Wat Lochinvar rode out of the city of Amersfort with anger humming fierce in his heart, the Black Horseman riding pickaback behind him. He paid little attention to the three cutthroat-looking knaves who had been provided as his escort, till the outer port of the city gates had closed behind him and the chill airs of the outlands, unwarmed by friendly civic supper-fires, met him shrilly in the teeth.

He had been played with, tricked, betrayed, so he told himself. Never more would he think of her – the light trifler with men's hearts. She might gang her own wilful gait for him; but there was one thing he was well assured of – never more would Wat Gordon trust any woman born of woman, never speak a word of love to one of the fickle breed again. On this he was resolved like steel. For him, henceforth, only the stern elation of combat, the clatter of harness, the joy of the headlong charge – point to point, eye to eye, he would meet his man, when neither would be afraid of aught, save of yielding or craving a favor. From that day forth his sword should be his love, his regiment his married wife, his cause and king his family; while his faithful charger, nuzzling against his breast, would bestow on him the only passionate caresses he would ever know, until on some stricken field it was his fate to fill a soldier's grave.

Almost could Walter Gordon have wept in his saddle to think of his wrongs, and death seemed a sweet thing to him beside the fickle favors of any woman. He bethought him of his cousin Will with something of a pitying smile.

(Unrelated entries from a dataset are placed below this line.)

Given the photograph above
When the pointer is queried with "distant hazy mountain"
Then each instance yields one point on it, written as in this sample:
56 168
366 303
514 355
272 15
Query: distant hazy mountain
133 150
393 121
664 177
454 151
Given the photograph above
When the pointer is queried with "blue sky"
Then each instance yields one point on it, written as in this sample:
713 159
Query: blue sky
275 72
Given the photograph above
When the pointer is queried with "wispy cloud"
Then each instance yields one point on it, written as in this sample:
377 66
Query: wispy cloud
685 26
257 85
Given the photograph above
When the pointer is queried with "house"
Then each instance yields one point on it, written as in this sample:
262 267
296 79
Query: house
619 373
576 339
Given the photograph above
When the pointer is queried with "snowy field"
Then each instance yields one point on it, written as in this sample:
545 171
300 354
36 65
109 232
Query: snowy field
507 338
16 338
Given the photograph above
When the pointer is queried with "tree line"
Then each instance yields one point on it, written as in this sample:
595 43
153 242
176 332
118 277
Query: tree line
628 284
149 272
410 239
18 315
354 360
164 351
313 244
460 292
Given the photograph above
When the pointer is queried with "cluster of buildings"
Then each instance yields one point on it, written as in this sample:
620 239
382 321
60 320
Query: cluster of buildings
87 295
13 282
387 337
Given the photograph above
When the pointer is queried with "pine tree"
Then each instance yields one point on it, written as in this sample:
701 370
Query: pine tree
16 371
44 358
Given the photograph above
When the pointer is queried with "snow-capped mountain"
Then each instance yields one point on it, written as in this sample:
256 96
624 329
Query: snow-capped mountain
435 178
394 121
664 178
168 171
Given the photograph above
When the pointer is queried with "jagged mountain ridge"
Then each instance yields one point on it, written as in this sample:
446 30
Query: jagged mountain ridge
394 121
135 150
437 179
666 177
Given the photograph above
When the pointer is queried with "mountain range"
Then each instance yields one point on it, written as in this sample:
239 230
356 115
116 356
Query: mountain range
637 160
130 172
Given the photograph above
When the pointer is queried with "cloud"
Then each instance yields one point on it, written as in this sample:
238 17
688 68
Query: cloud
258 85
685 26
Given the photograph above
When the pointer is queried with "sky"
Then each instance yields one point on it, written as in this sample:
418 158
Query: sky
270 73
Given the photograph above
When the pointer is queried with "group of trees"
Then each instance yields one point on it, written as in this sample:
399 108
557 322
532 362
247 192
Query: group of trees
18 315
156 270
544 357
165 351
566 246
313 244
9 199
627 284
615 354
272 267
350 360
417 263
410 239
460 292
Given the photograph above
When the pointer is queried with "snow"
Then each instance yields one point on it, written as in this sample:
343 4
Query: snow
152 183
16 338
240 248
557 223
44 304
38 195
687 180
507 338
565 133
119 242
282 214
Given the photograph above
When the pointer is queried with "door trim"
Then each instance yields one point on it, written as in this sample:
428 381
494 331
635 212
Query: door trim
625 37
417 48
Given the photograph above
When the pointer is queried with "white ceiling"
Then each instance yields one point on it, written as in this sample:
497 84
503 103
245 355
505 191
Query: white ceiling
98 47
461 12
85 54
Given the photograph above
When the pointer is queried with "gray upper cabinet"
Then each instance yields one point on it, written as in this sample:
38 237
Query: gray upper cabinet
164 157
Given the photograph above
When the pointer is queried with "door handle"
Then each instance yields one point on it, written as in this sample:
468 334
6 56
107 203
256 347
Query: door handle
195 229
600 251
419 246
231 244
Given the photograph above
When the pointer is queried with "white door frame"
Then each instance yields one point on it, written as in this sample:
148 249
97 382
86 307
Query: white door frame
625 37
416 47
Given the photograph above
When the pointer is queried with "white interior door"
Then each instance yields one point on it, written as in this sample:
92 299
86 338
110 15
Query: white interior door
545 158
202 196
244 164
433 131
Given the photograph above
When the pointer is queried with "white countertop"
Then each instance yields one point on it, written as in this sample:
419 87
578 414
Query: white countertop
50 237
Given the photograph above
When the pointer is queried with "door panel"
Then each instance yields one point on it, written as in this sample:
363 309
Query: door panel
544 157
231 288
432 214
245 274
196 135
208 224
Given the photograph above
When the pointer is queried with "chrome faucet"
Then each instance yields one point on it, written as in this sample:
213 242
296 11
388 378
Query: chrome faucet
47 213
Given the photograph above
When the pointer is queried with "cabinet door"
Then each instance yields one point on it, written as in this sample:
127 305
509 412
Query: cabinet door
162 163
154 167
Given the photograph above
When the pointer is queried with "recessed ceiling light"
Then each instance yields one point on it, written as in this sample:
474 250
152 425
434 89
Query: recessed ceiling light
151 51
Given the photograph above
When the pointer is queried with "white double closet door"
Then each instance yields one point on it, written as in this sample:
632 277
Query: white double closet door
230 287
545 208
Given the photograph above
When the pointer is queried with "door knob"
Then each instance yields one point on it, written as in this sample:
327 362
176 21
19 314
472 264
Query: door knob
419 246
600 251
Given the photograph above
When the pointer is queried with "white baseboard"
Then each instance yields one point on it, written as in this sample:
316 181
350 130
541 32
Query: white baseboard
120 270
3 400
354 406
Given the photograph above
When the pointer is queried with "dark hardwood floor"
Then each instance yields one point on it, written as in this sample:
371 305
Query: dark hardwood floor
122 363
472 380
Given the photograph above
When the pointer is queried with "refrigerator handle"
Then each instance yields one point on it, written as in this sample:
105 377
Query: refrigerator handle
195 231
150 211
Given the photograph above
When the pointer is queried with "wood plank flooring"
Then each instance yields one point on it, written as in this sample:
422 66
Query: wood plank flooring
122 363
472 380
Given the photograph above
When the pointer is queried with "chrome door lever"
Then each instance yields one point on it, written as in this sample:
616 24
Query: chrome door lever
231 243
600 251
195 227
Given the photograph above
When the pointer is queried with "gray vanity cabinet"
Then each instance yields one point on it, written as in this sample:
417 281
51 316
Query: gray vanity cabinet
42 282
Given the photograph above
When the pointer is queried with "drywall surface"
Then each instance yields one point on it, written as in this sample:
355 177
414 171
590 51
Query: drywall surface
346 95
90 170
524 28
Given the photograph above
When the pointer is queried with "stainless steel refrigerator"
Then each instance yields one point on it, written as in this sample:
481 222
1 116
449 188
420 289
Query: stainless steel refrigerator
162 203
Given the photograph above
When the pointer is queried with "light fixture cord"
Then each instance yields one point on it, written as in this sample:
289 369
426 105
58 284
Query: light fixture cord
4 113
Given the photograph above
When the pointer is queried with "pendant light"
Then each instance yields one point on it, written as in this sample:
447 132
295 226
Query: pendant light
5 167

"Poor fool!" he said to himself; "he is married. He thinks himself happy. How much better had it been to live for glory!"

But even as he battered himself into a conviction of his own rooted indifference to the things of love, he began to wonder how long his present adventure would detain him. Could he be back in time on the morrow to hear the first trip of a light foot on the stairs in Zaandpoort Street, as she came from her sleeping-room, fresh as though God had made her all anew that morning?

For this is a quality of the wisdom of man, that thinking upon a maid ofttimes makes it vain – especially if the man be very brave or very wise, and the maid exceeding fair. Gradually, however, the changing clatter of the dozen hoofs behind Lochinvar forced itself upon his hearing, and he remembered that he was not alone.

He turned to his followers, and, curbing his horse a little, waited for them to come up. They ranged themselves two on one side of him and one on the other. Lochinvar eyed them with surprising disfavor.

"You are surely the last scourings of the camp," he said, brusquely, for it was too little his habit to beat about the bush; "what may you have been doing with yourselves? You could not all three have been made so unhallowedly ugly as that. After all, God is a good God, and kind to the evil and to the good."

The fellow on Lochinvar's left was a great red-faced man with an immense scar, where (as it appeared) one side of his face had been cut away wellnigh to the cheek-bone – a wound which had healed unevenly in ridges and weals, and now remained of a deep plum-color.

"What is your name?" said Lochinvar to this man.

"I am called Haxo the Bull," he answered, "and I am of the retinue of my Lord of Barra."

"And how came you by your English?" asked Lochinvar.

"My mother always declared that my father was of that nation," answered the man, readily enough.

"To conclude," continued Wat, who was impatient of further conference with such rank knaves, "what might be your distinguished rank in the service of my Lord of Barra?"

"I am his camp butcher," said the man, laying his hand on a long, keen knife which swung at his belt on the opposite side from his sword.

"And these other two gentlemen, your honorable companions?" queried Wat, indicating them over his shoulder with contemptuous thumb.

The hulking fellow of the scar made a gesture with his shoulders, which said as plain as might be, "They are of age; ask themselves."

But the nearer of the two did not wait to be asked. He was a hairless, flaccid-faced rogue of a pasty gray complexion, and even uglier than the plum-colored Bull, with a certain intact and virgin hideousness of his own.